L’udienza è fissata per il 10 Giugno alle ore 9,30 presso la Corte d’Assise di Frosinone ed il fatto stesso che si sia proceduto in questo modo conferma la gravità di quanto accadde nella notte tra i 5 ed il 6 Settembre dello scorso anno quando Willy Monteiro Duarte, il 21enne di Paliano di origini capoverdiane fu barbaramente malmenato fino alla morte nei giardini pubblici di Largo Oberdan a Colleferro.

La Corte d’Assise viene chiamata in causa per giudicare i reati più gravi, sia in primo grado che in appello. Questa Corte è competente a giudicare – tra l’altro – i delitti per i quali la legge stabilisce la pena dell’ergastolo o della reclusione non inferiore, nel massimo, a ventiquattro anni.

Alla sbarra ci sono sono i fratelli Gabriele e Marco Bianchi, difesi dall’avvocato Massimiliano Pica, Mario Pincarelli, difeso dall’avvocato Loredana Mazzenga, attualmente ristretti in carcere, e Francesco Belleggia, difeso dall’avvocato Vito Perugini, che si trova agli arresti domiciliari.
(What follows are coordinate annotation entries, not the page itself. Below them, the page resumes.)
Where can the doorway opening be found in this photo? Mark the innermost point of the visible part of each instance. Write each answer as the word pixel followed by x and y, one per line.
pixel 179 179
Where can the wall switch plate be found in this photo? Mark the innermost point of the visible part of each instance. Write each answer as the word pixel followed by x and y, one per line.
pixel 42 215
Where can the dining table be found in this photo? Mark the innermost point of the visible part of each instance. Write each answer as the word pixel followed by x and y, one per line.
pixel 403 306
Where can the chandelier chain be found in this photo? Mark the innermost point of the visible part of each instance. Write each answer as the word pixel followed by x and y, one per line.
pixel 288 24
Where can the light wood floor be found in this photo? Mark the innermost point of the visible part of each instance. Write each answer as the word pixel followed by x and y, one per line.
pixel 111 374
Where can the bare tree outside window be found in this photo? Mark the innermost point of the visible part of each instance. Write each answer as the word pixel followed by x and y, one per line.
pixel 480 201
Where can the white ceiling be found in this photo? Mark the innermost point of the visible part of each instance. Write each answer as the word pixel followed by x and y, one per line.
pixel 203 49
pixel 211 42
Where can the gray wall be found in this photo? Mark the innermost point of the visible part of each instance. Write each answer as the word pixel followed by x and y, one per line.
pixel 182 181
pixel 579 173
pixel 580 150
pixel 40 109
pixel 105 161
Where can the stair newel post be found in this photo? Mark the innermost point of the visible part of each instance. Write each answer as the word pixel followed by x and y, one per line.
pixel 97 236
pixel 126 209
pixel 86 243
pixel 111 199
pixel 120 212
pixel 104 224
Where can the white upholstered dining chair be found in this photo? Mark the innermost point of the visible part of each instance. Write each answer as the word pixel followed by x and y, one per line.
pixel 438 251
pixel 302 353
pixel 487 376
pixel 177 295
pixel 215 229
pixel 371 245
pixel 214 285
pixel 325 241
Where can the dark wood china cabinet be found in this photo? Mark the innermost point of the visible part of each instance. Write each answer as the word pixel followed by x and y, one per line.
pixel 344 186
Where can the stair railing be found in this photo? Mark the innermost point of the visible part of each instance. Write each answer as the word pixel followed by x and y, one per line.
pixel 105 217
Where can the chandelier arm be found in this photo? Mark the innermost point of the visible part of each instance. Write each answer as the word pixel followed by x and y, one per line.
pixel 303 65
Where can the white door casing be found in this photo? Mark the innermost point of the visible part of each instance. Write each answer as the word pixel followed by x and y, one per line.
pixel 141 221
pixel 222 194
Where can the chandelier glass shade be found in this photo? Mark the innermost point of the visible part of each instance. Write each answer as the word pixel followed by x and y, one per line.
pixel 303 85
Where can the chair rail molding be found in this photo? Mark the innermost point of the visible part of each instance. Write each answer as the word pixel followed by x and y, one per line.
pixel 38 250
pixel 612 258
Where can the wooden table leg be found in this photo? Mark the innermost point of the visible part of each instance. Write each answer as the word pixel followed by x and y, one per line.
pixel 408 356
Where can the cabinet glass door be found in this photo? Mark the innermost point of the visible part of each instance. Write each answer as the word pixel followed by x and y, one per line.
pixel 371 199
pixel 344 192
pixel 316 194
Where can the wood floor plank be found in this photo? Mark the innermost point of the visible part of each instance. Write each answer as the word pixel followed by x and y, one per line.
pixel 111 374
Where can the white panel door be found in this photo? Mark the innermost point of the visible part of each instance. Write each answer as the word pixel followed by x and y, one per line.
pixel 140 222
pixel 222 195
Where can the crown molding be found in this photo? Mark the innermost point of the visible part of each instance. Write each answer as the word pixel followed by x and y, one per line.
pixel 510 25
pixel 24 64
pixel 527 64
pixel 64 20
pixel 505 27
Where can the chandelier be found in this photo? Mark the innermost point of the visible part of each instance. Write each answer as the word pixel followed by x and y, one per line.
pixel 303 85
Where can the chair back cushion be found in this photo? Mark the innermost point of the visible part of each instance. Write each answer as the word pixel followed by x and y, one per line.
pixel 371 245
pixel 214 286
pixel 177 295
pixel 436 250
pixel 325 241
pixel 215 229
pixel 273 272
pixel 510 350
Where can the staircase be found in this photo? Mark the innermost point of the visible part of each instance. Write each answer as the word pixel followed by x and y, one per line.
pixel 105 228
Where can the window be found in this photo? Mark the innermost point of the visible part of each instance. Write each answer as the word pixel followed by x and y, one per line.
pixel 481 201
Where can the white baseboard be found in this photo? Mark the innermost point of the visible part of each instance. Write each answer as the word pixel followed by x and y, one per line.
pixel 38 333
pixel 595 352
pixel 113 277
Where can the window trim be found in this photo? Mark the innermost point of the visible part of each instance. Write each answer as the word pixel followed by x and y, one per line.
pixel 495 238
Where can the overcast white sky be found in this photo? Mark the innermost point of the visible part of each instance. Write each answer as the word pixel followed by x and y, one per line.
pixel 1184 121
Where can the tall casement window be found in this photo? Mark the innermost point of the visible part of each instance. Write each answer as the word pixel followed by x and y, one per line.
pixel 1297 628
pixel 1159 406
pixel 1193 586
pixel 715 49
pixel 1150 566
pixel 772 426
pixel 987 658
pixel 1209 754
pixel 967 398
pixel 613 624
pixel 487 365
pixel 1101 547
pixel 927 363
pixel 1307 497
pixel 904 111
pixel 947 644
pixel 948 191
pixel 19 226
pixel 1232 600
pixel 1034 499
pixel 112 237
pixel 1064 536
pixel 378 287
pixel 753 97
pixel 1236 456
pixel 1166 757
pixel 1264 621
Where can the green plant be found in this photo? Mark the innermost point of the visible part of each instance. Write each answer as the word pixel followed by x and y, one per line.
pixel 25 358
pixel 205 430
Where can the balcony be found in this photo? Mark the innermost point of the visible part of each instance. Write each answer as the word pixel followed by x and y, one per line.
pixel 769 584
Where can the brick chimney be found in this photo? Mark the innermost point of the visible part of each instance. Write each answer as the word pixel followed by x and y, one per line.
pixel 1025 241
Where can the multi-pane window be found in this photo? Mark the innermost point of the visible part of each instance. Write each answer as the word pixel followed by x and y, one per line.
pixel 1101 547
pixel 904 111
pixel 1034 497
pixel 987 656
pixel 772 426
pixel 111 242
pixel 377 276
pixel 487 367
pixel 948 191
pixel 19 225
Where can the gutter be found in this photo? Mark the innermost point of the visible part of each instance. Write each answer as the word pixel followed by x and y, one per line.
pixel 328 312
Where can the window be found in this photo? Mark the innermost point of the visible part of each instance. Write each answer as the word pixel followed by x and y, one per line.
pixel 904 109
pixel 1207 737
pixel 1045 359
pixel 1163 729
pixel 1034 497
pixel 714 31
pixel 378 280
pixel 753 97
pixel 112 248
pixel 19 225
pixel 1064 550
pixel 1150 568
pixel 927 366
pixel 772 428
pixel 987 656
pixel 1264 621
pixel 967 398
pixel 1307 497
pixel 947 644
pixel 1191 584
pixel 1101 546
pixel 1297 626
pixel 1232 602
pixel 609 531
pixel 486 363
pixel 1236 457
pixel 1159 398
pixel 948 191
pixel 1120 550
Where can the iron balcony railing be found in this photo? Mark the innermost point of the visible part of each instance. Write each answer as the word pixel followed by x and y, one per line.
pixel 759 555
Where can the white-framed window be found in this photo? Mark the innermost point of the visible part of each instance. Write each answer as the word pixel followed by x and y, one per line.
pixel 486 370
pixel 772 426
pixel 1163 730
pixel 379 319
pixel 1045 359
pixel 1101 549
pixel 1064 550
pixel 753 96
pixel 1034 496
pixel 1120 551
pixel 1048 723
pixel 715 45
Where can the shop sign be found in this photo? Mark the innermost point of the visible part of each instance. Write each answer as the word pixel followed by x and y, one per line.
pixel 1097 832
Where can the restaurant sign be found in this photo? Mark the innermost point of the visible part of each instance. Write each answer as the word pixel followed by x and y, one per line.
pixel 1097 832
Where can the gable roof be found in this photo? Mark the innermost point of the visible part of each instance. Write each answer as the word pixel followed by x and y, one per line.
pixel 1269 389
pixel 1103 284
A loro la Procura contesta il reato di “omicidio volontario per futili ed abietti motivi” perché, dalle risultanze investigative, in “concorso tra loro cagionavano la morte di Duarte Monteiro Willy colpendolo reiteratamente e violentemente con pugni e calci al capo, al collo, al torace e all’addome, anche quando la vittima ormai si trovava a terra, priva di sensi e non in grado di opporre alcuna difesa, provocando un grave politraumatismo, a livello cranio-toracico ed addominale con conseguente insufficienza cardiorespiratoria e arresto cardiocircolatorio”.

Inoltre il Gip ha ammesso al processo, come parti offese – al fine di potersi costituire come parti civili – il padre della vittima Armando Do Nascimiento Monteiro, la madre Maria Lucia Duarte e la sorella Milena Monteiro.